O Brasil precisa de Forças Armadas respeitadas, competentes, que sejam e passem a imagem de respeito às instituições democráticas nas urnas
Por Cristovam Buarque* (foto)
De tanto elas terem servido para reprimir práticas democráticas internas, sem guerras externas, começa a surgir na juventude um sentimento contra as Forças Armadas, especialmente o Exército. Este sentimento não é bom para o Brasil, pelo menos antes que surja uma desmilitarização de toda a América Latina e da África Atlântica, além de uma pacificação mundial, que permitam deslocar os gastos militares para outras prioridades, tais como erradicação da pobreza, educação, saúde, segurança interna. Difícil disto ocorrer, e se ocorrer, será quando a ciência e a tecnologia fizerem as armas obsoletas e a moral fizer a consciência humana superar conflitos. Até lá, o Brasil precisa de Forças Armadas respeitadas, competentes, que sejam e passem a imagem de respeito às instituições democráticas nas urnas. Por isto, precisamos ajudar os militares nesta direção.
Corporativamente, eles não encontrarão este caminho: a formação, a história e o atavismo da mente militar brasileira, diferente de outros países, fazem com que nossos soldados desconfiem de que os políticos civis são corruptos, incompetentes, pouco patriotas e comunistas, embora não se saiba mais exatamente o que isto significa. Até certo ponto, os militares têm razão. Por isto, a primeira maneira de ajudar os militares a ter prestígio junto à população é mudar o comportamento dos políticos: partidos com causas voltadas para construir um país eficiente, justo, soberano, sustentável; eleitos idôneos que coloquem o interesse público na frente dos interesses pessoais. Se querem que os militares respeitem à Constituição, os políticos civis também devem defendê-la e não manipulá-la em benefício próprio.
Precisamos ajudar os militares a mudar a formação de seus cadetes na academia: mostrando-lhes que, no longo prazo, apesar dos erros dos políticos, o Brasil será um país melhor se a participação democrática for mantida, expelindo os maus políticos pelo voto, não por golpes. Fazê-los ver que a maior insegurança do Brasil está na desigualdade social, que decorre da desigualdade como a educação de base é oferecida conforme a renda e o endereço dos pais.

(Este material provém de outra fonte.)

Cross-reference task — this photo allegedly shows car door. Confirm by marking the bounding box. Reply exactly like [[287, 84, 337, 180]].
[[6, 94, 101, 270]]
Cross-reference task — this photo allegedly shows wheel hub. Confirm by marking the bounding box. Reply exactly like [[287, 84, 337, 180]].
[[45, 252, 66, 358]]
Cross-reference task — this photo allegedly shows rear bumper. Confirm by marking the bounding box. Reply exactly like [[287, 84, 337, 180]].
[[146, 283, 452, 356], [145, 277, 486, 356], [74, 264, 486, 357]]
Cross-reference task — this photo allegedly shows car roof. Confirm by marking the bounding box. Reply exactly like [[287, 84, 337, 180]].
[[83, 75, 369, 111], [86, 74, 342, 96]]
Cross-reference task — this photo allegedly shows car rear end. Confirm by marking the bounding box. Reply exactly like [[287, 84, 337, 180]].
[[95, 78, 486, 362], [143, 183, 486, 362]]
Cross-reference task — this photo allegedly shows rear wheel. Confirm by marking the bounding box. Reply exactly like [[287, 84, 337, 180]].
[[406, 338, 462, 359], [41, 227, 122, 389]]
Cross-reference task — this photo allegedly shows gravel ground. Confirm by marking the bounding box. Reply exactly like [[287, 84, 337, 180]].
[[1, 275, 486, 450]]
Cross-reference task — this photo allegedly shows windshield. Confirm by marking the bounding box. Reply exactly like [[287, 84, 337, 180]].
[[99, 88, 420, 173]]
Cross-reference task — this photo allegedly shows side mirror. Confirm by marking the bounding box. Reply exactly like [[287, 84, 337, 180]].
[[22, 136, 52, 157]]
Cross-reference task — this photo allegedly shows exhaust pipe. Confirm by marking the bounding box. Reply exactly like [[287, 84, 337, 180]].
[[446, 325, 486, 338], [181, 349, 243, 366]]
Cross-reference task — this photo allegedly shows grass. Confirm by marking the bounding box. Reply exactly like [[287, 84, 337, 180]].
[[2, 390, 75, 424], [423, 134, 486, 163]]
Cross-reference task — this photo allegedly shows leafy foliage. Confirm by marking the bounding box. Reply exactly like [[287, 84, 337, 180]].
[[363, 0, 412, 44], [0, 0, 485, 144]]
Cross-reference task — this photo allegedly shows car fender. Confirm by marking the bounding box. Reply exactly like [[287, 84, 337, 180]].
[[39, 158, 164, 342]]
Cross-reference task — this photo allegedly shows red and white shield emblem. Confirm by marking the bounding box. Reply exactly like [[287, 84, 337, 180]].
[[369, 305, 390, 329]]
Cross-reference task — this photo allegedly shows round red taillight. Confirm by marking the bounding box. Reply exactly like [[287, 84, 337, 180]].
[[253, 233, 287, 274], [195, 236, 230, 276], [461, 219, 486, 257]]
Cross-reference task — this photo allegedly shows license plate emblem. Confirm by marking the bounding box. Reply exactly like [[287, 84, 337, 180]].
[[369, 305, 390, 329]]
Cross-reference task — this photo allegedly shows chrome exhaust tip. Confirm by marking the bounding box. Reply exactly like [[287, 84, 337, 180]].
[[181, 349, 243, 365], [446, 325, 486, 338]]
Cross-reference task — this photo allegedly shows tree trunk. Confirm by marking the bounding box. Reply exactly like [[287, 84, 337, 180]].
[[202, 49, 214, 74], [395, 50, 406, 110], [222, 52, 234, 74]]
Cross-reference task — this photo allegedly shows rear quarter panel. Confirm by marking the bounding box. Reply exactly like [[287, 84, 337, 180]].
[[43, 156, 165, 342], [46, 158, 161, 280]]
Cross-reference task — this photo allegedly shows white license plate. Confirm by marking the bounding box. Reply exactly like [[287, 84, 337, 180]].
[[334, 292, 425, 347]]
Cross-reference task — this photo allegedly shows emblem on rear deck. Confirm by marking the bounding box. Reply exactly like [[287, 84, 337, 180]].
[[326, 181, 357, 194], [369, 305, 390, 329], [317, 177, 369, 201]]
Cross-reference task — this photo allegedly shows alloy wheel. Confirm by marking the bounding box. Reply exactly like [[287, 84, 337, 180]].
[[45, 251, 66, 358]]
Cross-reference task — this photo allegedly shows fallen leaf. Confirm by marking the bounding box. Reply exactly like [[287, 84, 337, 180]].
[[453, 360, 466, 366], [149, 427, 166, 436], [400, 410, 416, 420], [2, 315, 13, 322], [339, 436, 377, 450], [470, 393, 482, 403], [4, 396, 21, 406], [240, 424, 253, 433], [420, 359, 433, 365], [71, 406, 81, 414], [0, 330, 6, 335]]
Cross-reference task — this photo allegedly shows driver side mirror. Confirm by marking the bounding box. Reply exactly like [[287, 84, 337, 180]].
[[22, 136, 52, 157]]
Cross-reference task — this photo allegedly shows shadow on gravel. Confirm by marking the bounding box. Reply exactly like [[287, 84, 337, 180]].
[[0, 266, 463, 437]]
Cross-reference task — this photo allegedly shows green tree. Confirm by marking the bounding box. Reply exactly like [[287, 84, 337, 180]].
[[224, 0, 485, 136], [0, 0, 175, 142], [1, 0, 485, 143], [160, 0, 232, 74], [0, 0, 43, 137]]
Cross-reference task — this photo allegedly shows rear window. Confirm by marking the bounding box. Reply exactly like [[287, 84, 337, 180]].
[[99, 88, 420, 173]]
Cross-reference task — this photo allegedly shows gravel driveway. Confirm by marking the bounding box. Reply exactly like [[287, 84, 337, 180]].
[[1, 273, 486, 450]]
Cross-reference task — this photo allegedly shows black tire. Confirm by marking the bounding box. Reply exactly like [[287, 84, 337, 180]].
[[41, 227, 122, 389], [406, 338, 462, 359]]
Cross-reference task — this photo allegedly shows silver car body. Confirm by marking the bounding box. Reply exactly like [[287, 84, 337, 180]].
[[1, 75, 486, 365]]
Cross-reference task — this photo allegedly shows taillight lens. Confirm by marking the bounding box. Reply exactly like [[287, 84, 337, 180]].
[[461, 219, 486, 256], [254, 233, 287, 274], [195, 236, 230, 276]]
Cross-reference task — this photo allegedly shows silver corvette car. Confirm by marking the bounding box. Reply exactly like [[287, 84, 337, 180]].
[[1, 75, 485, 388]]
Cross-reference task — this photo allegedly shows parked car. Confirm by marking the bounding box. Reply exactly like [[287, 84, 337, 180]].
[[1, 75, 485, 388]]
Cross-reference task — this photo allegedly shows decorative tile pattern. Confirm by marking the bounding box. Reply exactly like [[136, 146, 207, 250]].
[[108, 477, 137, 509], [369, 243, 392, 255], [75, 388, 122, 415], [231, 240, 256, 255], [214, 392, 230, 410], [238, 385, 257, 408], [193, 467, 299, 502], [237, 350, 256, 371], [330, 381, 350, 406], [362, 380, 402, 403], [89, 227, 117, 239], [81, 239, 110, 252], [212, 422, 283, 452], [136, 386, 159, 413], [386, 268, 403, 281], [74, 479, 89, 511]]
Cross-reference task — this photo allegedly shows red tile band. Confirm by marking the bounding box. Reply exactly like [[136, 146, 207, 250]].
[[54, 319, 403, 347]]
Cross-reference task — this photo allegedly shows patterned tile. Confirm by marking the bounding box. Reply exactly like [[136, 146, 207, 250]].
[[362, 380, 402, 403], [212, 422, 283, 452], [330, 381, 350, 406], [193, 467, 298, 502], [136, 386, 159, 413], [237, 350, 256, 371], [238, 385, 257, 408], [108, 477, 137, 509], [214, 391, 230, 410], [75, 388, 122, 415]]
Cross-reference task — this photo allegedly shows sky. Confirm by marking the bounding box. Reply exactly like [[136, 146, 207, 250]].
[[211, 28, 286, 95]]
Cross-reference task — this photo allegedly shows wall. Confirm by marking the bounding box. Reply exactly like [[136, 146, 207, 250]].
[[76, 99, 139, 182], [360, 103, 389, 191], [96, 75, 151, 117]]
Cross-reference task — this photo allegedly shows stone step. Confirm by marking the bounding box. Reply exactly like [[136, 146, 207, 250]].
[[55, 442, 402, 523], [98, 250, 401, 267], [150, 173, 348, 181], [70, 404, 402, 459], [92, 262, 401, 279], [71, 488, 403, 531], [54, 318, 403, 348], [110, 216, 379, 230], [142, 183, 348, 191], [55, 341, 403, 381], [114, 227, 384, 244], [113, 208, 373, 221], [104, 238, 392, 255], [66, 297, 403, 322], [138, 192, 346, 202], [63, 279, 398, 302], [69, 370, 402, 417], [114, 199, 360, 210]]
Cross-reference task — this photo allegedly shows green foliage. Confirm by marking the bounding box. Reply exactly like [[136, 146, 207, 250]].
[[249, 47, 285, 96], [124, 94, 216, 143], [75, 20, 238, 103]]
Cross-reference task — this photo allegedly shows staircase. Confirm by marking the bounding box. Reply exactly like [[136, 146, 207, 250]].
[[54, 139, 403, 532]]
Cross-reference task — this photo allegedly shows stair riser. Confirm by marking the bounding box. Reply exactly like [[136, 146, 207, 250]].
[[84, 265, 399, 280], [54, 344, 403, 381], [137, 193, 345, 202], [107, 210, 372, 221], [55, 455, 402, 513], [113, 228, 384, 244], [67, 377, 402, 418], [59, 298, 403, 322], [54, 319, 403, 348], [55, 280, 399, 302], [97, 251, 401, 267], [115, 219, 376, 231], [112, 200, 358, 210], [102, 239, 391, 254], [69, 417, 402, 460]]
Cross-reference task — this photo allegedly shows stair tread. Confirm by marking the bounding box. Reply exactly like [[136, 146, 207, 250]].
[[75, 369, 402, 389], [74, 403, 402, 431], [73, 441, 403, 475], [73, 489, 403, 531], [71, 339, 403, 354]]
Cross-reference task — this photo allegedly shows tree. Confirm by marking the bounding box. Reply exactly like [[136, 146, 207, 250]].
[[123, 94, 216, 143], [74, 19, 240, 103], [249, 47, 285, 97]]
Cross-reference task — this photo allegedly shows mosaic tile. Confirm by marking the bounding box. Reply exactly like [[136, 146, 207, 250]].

Entenderem que cada criança que abandona a escola é um patrimônio nacional perdido.
É preciso ajudar os militares a perceberem o patriotismo por trás dos discursos que propõem reformas para superar a pobreza, distribuir renda, para ter um sistema de educação com a máxima qualidade para todos os brasileiros, independente da renda e do endereço da família, seu CPF e seu CEP. Também ajudará os militares, dar-lhes a percepção de que os civis democratas zelam e usam com respeito os símbolos nacionais.
Os militares precisam ser ajudados a perceberem os riscos trágicos da catástrofe anunciada do armamento de civis, levando obviamente a uma guerra civil de grandes proporções em algum momento futuro. Precisam entender que arma deve ser usada por profissionais: soldados e policiais.
Devem ser ajudados a ver que o desejo de civis por armas é resultado da desconfiança de que polícia e exército são incompetentes para garantir segurança e defesa. E distribui-las aumenta esta desconfiança. Quando muitos tiverem armas, não faltará quem defenda que a Polícia e o Exército são desnecessários. Dirão até que no lugar de gastar bilhões com tanques, melhor o governo distribuir armas para cada pessoa. É preciso ajudar as FFAA a recuperarem o papel de defensoras da soberania e não de políticas subversivas de armamento da população. Uma política que ameaça a instituição militar, da mesma maneira que a recusa ao resultado das urnas ameaça as instituições democráticas.
Os militares precisam ser ajudados a perceberem que a Amazônia não é apenas um território: é a maior floresta e reserva de biodiversidade planetária que ainda existe, porque os outros países já destruíram as suas.
Enquanto a humanidade não jogar as armas para os museus, nós precisamos das FFAA, por isto precisamos ajudar os militares a serem aceitos e respeitados por se transformarem em instituição do Estado a serviço da Nação, e não mais o braço armado do partido e do presidente do momento.